I think, like with anyone, I have my good days and bad days when it comes to dealing with prejudice or ignorance. Sometimes it’s easy, sometimes not so much. On the days it’s harder to brush off, I try to remind myself that part of why I write LGBTQIA fiction is because of how little representation there is out there. A lot of people don’t know or understand what asexuality is and, my hope, is by putting it out there in my writing that it will help educate people. And if not? Well, my writing isn’t for them. It’s for people, like me, who want to see themselves in stories. If even just one person out there feels a little bit less alone, or realizes that they are not broken and are fine just how they are, because of something I wrote, then that’s all that matters.
What’s the most common misconception about asexuality that you’ve encountered?
This is a tough one. There are a few things I hear all the time, even from my own family, but I guess the most common would be is that asexuality isn’t a real thing. I’ve seen arguments that aces just haven’t met the right person, that we need to experiment more with sex, or that we just have low sex drives and medication would fix things. I’ve even seen accusations that asexuals are making it up for attention, or so we’ll be included in queer community without actually being queer.

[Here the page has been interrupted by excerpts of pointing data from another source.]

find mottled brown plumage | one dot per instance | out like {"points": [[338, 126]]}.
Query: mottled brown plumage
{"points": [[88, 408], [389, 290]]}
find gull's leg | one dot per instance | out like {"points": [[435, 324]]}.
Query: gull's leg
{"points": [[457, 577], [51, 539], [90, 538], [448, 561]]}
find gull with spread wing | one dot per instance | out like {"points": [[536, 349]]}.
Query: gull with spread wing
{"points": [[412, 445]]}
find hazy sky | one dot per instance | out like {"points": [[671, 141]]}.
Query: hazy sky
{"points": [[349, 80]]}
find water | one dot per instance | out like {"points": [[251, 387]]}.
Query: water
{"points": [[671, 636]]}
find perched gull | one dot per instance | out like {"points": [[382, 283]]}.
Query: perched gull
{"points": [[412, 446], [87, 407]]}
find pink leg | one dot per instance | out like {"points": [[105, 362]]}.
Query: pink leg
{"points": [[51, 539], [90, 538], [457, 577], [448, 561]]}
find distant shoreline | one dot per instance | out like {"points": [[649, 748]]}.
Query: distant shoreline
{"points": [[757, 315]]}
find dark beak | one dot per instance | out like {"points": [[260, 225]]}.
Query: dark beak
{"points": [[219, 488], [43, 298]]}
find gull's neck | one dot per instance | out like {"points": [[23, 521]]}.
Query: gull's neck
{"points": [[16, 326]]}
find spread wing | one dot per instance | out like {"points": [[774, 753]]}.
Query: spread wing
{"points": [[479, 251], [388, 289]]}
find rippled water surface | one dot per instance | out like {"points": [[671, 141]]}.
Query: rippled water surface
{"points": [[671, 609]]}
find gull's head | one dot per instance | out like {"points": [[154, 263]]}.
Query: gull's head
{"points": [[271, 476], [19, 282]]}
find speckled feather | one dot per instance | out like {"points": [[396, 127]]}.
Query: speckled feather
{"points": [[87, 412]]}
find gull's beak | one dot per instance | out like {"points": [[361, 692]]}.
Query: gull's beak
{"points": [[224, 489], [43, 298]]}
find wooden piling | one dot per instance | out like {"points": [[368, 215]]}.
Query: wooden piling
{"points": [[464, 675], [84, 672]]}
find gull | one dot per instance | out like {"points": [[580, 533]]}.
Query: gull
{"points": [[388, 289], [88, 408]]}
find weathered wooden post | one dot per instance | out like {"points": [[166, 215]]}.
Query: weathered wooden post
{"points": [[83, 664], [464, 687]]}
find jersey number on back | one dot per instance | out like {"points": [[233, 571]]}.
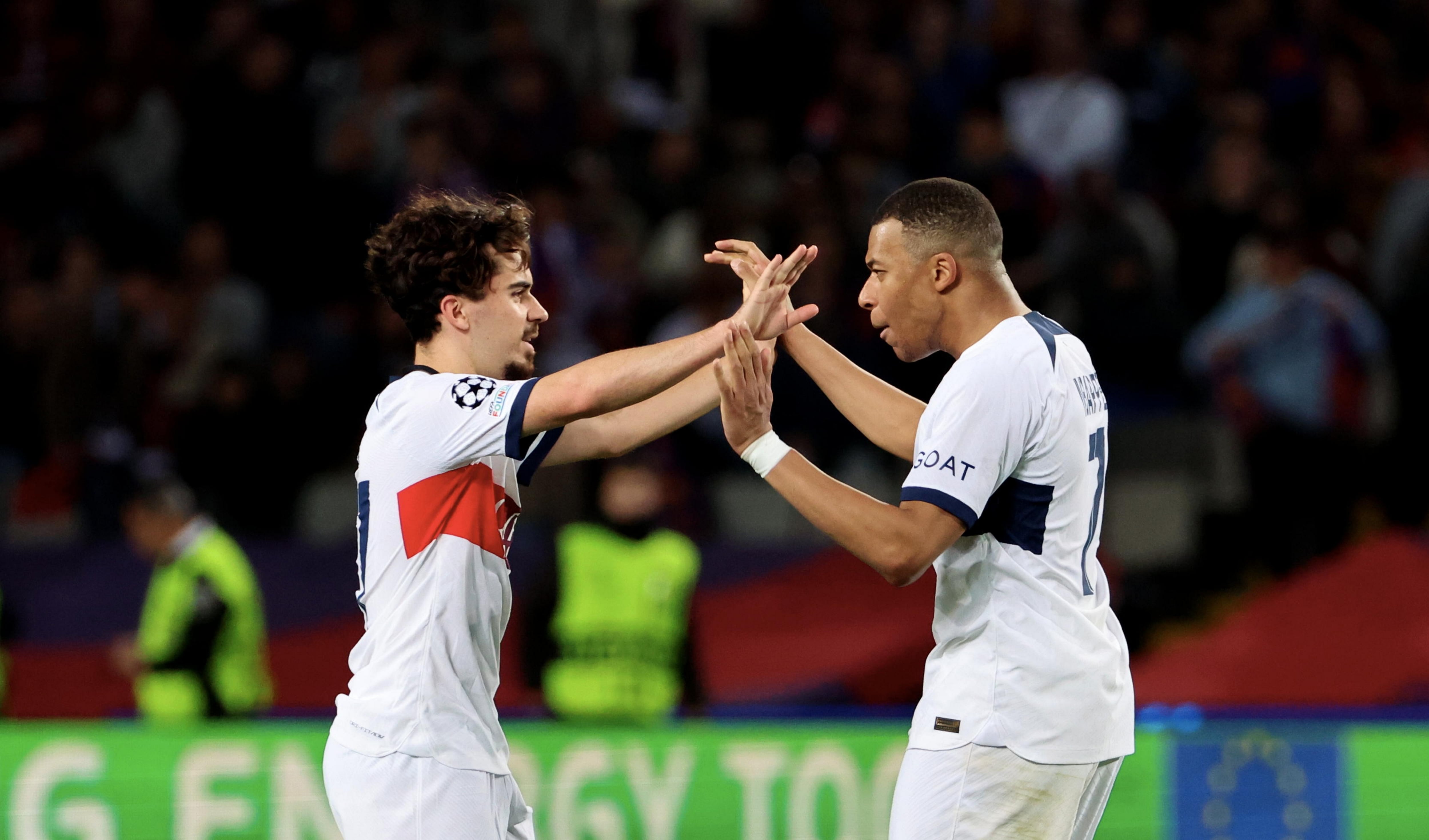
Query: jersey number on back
{"points": [[1098, 453]]}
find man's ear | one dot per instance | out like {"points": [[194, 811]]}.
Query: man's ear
{"points": [[945, 272], [455, 311]]}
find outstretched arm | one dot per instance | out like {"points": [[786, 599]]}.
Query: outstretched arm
{"points": [[625, 378], [899, 542], [626, 429], [885, 415]]}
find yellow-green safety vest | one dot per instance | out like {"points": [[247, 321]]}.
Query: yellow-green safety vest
{"points": [[236, 679], [621, 623]]}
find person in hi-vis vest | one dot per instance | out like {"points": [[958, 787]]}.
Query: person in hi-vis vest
{"points": [[621, 622], [202, 648]]}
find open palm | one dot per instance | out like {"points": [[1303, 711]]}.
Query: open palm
{"points": [[767, 309]]}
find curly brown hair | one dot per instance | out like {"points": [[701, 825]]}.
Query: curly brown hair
{"points": [[436, 246]]}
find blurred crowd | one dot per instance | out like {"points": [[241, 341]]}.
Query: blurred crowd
{"points": [[1228, 202]]}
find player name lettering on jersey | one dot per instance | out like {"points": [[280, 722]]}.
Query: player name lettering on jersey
{"points": [[934, 459], [1028, 653], [1089, 389]]}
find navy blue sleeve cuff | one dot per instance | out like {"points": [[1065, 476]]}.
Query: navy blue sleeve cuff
{"points": [[532, 462], [939, 499], [518, 419]]}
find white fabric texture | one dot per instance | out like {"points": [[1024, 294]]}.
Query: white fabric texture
{"points": [[1028, 653], [438, 489], [765, 453], [421, 799], [977, 793]]}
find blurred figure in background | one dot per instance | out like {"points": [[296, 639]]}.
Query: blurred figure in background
{"points": [[1295, 359], [622, 610], [202, 646]]}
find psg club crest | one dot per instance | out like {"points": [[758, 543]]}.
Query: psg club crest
{"points": [[471, 391]]}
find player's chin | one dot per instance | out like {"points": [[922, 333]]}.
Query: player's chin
{"points": [[907, 354]]}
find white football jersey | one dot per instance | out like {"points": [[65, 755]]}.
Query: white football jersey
{"points": [[438, 500], [1027, 653]]}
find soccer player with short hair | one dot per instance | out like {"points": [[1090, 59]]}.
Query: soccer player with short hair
{"points": [[416, 749], [1027, 708]]}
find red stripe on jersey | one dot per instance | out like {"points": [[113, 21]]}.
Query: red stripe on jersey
{"points": [[464, 503]]}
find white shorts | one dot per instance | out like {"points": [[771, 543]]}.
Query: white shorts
{"points": [[421, 799], [975, 793]]}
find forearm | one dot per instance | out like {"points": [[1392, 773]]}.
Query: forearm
{"points": [[619, 432], [872, 530], [615, 381], [885, 415]]}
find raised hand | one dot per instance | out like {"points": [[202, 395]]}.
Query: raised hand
{"points": [[745, 394], [744, 258], [767, 308]]}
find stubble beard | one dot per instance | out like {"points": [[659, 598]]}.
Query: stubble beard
{"points": [[516, 371]]}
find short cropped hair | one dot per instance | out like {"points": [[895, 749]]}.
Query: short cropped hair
{"points": [[945, 216], [436, 246]]}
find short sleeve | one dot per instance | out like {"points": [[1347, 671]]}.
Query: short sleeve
{"points": [[462, 419], [971, 443], [534, 450]]}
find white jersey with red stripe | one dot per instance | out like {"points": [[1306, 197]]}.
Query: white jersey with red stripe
{"points": [[438, 499]]}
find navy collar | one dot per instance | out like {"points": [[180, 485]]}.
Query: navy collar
{"points": [[409, 369]]}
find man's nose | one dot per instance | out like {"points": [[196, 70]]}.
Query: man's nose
{"points": [[867, 298]]}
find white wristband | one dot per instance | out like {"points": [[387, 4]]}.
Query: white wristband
{"points": [[765, 453]]}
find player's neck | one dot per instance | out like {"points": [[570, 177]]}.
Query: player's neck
{"points": [[451, 358], [985, 305]]}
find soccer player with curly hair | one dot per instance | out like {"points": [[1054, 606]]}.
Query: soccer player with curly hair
{"points": [[416, 749]]}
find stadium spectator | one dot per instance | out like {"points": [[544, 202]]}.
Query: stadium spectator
{"points": [[229, 319], [1294, 358], [1065, 119], [201, 649]]}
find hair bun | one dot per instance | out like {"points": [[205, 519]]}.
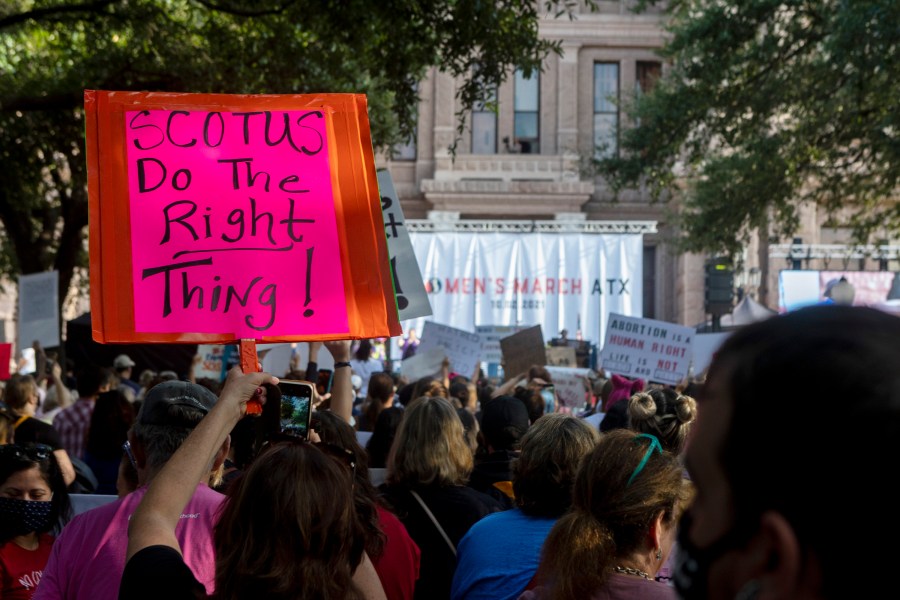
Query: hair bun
{"points": [[642, 406], [685, 408]]}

But the craziest thing I’ve heard? I’ve legit had my own family tell me that my lack of interest in sex is normal for women. Lots of women feel like I do, so clearly asexuality is a made-up thing and why do I need a special label for it anyway?
It’s a lot of bullshit arguments with nothing to back them up other than ignorance, sexism, and acephobia.
What advice would you give to any asexual individuals out there who might be struggling with their orientation?
You’re not alone. I know that there are times when it feels like you are, and that you might always will be, but nothing could be further from the truth. There are people out there, both asexuals and allosexuals, who love you and accept you for who you are. There’s an entire community eager to embrace you. You belong, you’re valid, and you are loved. And, if you ever need anyone to talk to, I’m here for you.
Finally, where can people find out more about your work?
They can check me out at my website (http://www.jennarosewrites.com) which has links to my Facebook, Tumblr, and other social media accounts as well as information on where to find my books.
They can also head on over to the official Kanaan & Tilney website (http://kanaanandtilneyinvestigations.com).
Thank you, Jenna, for participating in this interview and this project. It’s very much appreciated.